On 11/15/2010 5:08 AM, Ignacio García wrote:
Hi there...
I'm having a problem with one of our servers. We have been
blocked by CBL because one of our customers have been sending
many emails recently from his php-based bulletin system. This
system does not send lots of emails (it's programmed to send 1
email each 10 seconds), but they have more than 3000 email
accounts in their database, and maybe half of them are wrong,
have typos, etc (unfortunately, the customer does not delete
their wrong entries). Also, some unexprienced recipients of
this bulletin may have also reported these emails as spam
instead of UNSUBSCRIBING (I've seen this many times) from the
bulletin. Anyway, my question is:
What can we do to prevent this customer (and others in the
future) to abuse our system this way? I was thinking of using
postfix address verification, however there also also problems
with this approach.
Thanks
Ignacio
You're trying to solve a behavior problem with technology;
that's hard to do. Sending lots of verification probes that
fail is not much different that sending lots of messages that
fail.
From a postfix standpoint, your best choice is to put the
problem customers on their own IP block, as far away from the
good customers as you can get them. Rate limits (with a
policy service such as policyd) and outbound spam/virus
scanning (SpamAssassin/clamav/etc.) might not help in this
particular case, but may help with others in the future.

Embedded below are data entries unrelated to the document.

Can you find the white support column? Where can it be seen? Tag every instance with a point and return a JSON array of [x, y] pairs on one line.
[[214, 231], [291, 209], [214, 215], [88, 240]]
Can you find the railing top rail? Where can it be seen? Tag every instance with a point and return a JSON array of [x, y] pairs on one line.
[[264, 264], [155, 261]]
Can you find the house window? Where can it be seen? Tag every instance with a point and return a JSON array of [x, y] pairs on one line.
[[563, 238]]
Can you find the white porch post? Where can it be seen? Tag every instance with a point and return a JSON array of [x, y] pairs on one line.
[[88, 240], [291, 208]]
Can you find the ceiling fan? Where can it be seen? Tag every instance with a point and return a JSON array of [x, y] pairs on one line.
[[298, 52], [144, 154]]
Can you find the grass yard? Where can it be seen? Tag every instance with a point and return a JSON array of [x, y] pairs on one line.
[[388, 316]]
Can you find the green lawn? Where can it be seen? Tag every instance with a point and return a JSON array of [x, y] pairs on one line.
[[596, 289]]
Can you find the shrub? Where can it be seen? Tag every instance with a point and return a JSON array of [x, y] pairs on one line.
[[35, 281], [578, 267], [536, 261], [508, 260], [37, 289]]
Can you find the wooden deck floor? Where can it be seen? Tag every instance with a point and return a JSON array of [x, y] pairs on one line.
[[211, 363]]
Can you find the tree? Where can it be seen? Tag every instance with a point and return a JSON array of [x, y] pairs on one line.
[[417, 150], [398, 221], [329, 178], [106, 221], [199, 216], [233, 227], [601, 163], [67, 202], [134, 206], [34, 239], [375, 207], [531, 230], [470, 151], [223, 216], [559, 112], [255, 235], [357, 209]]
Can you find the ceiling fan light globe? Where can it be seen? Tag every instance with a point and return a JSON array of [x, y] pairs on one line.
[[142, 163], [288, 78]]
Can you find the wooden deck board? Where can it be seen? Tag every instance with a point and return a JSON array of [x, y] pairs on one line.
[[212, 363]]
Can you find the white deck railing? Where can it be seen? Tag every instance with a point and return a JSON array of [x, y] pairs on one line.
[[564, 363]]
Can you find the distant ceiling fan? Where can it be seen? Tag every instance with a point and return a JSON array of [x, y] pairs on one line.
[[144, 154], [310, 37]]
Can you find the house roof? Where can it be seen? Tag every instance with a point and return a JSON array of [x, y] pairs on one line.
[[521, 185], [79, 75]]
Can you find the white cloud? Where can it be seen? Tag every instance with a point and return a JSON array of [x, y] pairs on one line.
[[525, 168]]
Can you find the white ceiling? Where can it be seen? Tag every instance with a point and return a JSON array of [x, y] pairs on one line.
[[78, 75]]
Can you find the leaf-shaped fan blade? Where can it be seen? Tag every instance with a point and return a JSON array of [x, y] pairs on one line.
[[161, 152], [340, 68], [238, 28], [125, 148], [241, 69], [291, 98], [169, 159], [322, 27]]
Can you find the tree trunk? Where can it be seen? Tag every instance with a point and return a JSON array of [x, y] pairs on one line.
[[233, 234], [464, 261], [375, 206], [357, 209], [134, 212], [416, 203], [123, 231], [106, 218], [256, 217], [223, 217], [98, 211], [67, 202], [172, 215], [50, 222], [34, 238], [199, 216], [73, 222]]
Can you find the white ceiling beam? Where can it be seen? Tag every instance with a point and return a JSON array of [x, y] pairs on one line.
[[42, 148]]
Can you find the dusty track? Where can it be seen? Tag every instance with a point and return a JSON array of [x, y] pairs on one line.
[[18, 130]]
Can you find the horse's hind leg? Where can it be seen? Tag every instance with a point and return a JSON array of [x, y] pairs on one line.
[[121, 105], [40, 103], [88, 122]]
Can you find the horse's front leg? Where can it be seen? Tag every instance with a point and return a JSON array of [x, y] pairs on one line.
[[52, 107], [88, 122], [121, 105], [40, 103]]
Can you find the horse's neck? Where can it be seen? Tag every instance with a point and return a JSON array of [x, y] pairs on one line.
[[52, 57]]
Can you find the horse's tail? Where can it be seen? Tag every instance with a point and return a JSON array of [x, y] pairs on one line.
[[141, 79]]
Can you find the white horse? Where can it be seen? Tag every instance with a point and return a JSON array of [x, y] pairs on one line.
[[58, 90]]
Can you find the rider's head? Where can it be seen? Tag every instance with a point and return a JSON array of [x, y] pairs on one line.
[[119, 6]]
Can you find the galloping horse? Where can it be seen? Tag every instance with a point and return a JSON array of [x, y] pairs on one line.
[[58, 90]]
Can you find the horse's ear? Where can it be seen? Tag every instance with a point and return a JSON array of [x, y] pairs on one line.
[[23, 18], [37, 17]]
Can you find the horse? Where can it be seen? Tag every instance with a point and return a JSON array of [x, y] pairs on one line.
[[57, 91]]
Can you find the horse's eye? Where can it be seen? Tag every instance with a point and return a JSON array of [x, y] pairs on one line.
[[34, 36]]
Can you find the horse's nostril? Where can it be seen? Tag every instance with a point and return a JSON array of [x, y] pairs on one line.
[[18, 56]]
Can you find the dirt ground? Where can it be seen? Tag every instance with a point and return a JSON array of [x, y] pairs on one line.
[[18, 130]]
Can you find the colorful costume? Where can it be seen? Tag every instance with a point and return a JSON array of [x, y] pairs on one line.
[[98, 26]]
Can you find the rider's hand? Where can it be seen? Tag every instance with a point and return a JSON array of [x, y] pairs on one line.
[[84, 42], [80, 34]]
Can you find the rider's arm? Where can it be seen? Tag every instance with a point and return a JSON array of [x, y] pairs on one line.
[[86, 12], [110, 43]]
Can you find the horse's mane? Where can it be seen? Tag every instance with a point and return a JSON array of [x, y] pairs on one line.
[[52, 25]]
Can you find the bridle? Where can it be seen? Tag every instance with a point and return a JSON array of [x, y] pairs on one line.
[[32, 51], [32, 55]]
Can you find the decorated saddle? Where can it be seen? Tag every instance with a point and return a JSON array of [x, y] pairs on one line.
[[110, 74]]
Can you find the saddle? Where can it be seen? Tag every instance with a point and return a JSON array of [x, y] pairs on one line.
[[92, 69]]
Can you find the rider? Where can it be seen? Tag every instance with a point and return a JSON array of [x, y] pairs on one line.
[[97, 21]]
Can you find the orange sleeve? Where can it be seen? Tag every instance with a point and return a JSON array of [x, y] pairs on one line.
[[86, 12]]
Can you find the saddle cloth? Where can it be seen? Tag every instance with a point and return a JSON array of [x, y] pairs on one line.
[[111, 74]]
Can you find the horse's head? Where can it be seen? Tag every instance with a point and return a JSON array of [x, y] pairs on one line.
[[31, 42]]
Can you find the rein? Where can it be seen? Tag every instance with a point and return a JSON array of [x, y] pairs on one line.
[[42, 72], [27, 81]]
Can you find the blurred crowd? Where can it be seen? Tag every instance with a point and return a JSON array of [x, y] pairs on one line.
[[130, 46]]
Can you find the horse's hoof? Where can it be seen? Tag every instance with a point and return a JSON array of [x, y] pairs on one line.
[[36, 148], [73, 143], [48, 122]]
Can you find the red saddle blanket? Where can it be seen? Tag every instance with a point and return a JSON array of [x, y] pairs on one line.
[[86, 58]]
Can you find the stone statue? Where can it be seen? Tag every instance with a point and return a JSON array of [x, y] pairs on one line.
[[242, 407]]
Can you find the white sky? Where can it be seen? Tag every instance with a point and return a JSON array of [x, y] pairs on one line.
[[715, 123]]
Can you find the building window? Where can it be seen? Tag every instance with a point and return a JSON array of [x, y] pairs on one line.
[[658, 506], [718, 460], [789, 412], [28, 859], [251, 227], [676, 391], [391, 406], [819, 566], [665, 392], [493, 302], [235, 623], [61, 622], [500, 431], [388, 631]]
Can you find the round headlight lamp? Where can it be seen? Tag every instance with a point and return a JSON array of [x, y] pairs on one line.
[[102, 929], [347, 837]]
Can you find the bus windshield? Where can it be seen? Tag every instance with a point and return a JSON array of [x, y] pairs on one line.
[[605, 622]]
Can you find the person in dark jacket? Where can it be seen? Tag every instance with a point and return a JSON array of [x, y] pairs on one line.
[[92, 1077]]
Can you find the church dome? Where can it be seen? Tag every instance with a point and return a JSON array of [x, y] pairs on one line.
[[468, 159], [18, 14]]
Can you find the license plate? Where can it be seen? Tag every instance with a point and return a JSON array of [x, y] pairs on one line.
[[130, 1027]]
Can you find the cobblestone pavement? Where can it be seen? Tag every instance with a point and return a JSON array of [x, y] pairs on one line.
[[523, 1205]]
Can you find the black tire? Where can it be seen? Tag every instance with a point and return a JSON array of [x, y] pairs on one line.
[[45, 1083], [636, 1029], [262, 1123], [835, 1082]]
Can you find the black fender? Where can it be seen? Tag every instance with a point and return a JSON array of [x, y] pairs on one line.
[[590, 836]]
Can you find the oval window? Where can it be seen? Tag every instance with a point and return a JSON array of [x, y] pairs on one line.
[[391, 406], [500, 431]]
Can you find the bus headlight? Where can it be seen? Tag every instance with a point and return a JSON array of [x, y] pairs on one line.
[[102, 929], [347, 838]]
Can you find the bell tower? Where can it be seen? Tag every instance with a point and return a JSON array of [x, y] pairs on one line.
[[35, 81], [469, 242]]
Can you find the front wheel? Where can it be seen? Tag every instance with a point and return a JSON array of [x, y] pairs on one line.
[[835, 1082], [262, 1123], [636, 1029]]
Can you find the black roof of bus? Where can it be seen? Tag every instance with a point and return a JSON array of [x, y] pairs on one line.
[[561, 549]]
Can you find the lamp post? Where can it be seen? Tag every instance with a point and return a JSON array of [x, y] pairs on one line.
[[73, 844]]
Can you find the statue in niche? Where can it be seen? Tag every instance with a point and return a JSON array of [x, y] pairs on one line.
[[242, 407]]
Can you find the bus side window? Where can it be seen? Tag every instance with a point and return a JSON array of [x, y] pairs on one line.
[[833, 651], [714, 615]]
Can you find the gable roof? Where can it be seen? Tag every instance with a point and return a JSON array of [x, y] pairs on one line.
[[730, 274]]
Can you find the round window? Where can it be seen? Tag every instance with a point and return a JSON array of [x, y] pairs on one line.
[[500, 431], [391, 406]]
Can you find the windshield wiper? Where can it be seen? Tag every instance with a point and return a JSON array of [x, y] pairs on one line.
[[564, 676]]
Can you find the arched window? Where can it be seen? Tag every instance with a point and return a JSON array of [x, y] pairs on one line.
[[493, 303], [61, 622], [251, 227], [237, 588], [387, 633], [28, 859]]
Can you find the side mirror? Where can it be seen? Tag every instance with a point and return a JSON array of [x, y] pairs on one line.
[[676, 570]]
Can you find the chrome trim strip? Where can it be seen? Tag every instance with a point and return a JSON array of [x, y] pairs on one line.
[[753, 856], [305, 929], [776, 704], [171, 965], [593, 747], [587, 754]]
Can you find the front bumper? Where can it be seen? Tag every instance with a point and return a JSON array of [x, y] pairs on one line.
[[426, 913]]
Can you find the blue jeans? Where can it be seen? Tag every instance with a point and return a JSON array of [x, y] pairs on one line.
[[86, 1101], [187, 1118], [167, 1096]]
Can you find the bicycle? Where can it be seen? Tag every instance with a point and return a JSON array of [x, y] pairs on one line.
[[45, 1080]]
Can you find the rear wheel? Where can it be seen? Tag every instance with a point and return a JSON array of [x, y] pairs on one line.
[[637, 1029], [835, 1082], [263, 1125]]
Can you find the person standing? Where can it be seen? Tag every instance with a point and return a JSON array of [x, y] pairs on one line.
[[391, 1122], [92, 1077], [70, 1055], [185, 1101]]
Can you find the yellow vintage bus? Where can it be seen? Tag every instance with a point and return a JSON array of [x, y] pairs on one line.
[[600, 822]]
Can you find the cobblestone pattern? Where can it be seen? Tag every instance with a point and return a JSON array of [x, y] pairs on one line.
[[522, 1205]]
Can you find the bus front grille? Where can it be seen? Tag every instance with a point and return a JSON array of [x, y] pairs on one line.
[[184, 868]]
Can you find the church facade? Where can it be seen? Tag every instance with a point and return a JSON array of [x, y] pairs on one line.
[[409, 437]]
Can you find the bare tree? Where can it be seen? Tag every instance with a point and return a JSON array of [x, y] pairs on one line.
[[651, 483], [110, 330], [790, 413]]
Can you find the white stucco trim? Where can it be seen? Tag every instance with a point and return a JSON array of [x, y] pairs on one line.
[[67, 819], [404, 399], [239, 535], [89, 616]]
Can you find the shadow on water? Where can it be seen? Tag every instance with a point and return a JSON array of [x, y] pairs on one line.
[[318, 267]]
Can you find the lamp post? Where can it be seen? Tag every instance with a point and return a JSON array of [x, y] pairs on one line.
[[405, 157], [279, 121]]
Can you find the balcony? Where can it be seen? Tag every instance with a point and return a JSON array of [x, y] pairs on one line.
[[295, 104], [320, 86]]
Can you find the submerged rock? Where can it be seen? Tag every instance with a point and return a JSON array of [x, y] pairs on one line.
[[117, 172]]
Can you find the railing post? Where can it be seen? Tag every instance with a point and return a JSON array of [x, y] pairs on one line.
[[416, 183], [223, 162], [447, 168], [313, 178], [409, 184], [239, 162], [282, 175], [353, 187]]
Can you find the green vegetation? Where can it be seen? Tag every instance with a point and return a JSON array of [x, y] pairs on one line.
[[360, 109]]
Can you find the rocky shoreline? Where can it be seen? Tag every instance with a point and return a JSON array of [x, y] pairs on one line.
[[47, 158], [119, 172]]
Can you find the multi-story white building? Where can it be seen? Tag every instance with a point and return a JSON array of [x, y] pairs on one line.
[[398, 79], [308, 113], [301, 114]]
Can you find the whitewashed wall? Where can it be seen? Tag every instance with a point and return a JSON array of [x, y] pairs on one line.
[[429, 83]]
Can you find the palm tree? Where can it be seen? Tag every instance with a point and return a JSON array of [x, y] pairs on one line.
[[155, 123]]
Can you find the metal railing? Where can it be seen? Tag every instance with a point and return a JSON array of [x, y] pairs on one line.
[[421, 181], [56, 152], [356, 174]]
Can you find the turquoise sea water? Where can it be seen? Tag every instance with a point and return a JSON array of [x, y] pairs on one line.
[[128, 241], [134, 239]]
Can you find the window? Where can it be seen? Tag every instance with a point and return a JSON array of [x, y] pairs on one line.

Note that some zealous sysadmins don't require a lot of
evidence to declare you spammer-friendly and blackhole your
whole IP space.
Your better choice is to work with the customer to reduce
their bounces. Real maillist software will unsubscribe
addresses that bounce more than a certain number of times.
If that doesn't help (or they don't cooperate) terminate their
service before they pollute your whole operation.